Leia o artigo de Breiller Pires para o jornal El País, publicado em 30/12/2020:

Boletim epidemiológico, carga viral, curva de infectados, média móvel, imunidade de rebanho, cobertura vacinal… Por causa da pandemia de coronavírus, termos técnicos, geralmente restritos ao universo dos infectologistas, passaram a fazer parte do cotidiano de milhões de brasileiros. A ciência nunca esteve tão em evidência como agora, mas, por outro lado, jamais havia sido tão esnobada por governantes e uma parcela da população que preferem relativizar a gravidade da crise sanitária mundial.

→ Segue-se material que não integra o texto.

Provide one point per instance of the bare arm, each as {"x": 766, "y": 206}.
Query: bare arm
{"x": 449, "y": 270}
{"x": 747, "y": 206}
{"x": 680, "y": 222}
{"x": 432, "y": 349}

Enquanto a vacina demora a se tornar uma realidade no Brasil, acadêmicos e cientistas viram o ano apreensivos com o futuro das pesquisas e a perspectiva de redução de investimentos em trabalhos científicos nas universidades públicas. Pela previsão orçamentária do Governo Federal para 2021, aprovada este mês no Congresso, somente o Ministério da Ciência, Tecnologia e Inovações (MCTI) perderá 34% de sua verba anual. Em 2020, a pasta dispôs de 3,6 bilhões de reais para gastos. No próximo ano, caso o presidente Jair Bolsonaro sancione a proposta de orçamento nos moldes atuais, o montante cairá para 2,7 bilhões de reais, menos de um terço do valor disponibilizado uma década atrás.

O CNPq vai amargar redução de 8,3% em seus recursos, contando, por exemplo, com apenas 22 milhões de reais para fomento à pesquisa, o que representa 18% do valor destinado em 2019. Já a Capes perde 1,2 bilhões em comparação aos 4,2 bilhões de reais que dispunha no primeiro ano do Governo Bolsonaro. A situação mais dramática se desenha no FNDCT, que sofrerá um corte de 4,8 bilhões de reais em 2021. Em todos os casos, boa parte dos recursos está condicionada ao cumprimento da meta fiscal e depende de aprovação de orçamento suplementar ao longo do ano. “Isso demonstra claramente um cenário de quase paralisação do setor de Ciência, Tecnologia e Inovação caso o orçamento do FNDCT para o ano que vem se concretize”, manifestou em carta enviada ao Congresso um grupo formado por entidades como a Academia Brasileira de Ciências, a Associação Nacional dos Dirigentes das Instituições Federais de Ensino Superior (Andifes) e o Conselho Nacional das Instituições da Rede Federal de Educação Profissional, Científica e Tecnológica (Conif).

Uma das exigências do grupo era a aprovação do projeto de lei que proíbe o bloqueio de recursos do FNDCT, que passou pelo crivo do Congresso no último dia 17. “Agora, além do dinheiro ficar disponível para pesquisas e projetos, os recursos poderão ser aplicados em fundos de investimentos, gerando mais capital para o setor da ciência”, afirmou o senador Izalci Lucas (PSDB-DF), presidente da Frente Parlamentar de Ciência, Tecnologia, Pesquisa e Inovação e autor da proposta, que depende da sanção de Bolsonaro. Se não for vetado, o projeto pode desbloquear até 9 bilhões de reais para a ciência em 2021.

Doria também faz corte em São Paulo

Posicionado como principal antagonista de Bolsonaro na pandemia, João Doria relembra os tempos da aliança “BolsoDoria” ao cortar 30% do orçamento da Fapesp, fundação que financia bolsas e investe em pesquisas científicas no Estado de São Paulo, incluindo a maior parte das atividades de produção de vacinas no Instituto Butantan. O governador tirou 454 milhões dos 1,5 bilhão de reais anteriormente previstos para a entidade, de acordo com a Lei Orçamentária Anual aprovada pela Assembleia Legislativa.

Apesar do arranjo, cientistas e pesquisadores interpretam a desvinculação de 30% da receita da Fapesp como um retrocesso, já que, assim como no caso dos recursos condicionados a orçamento complementar do Governo Federal, os trabalhos científicos desenvolvidos em São Paulo podem se tornar reféns das canetadas do poder executivo. “A autonomia da Fapesp é garantida pela Constituição estadual e não poderia ser atropelada pelo projeto de lei do orçamento”, explica o professor emérito da USP, Hernan Chaimovich, ex-presidente do CNPq [e membro titular da ABC]. “[A recomposição por decretos] acaba com a independência da Fapesp, já que a cada ano a fundação teria de negociar um adicional com o Governo.”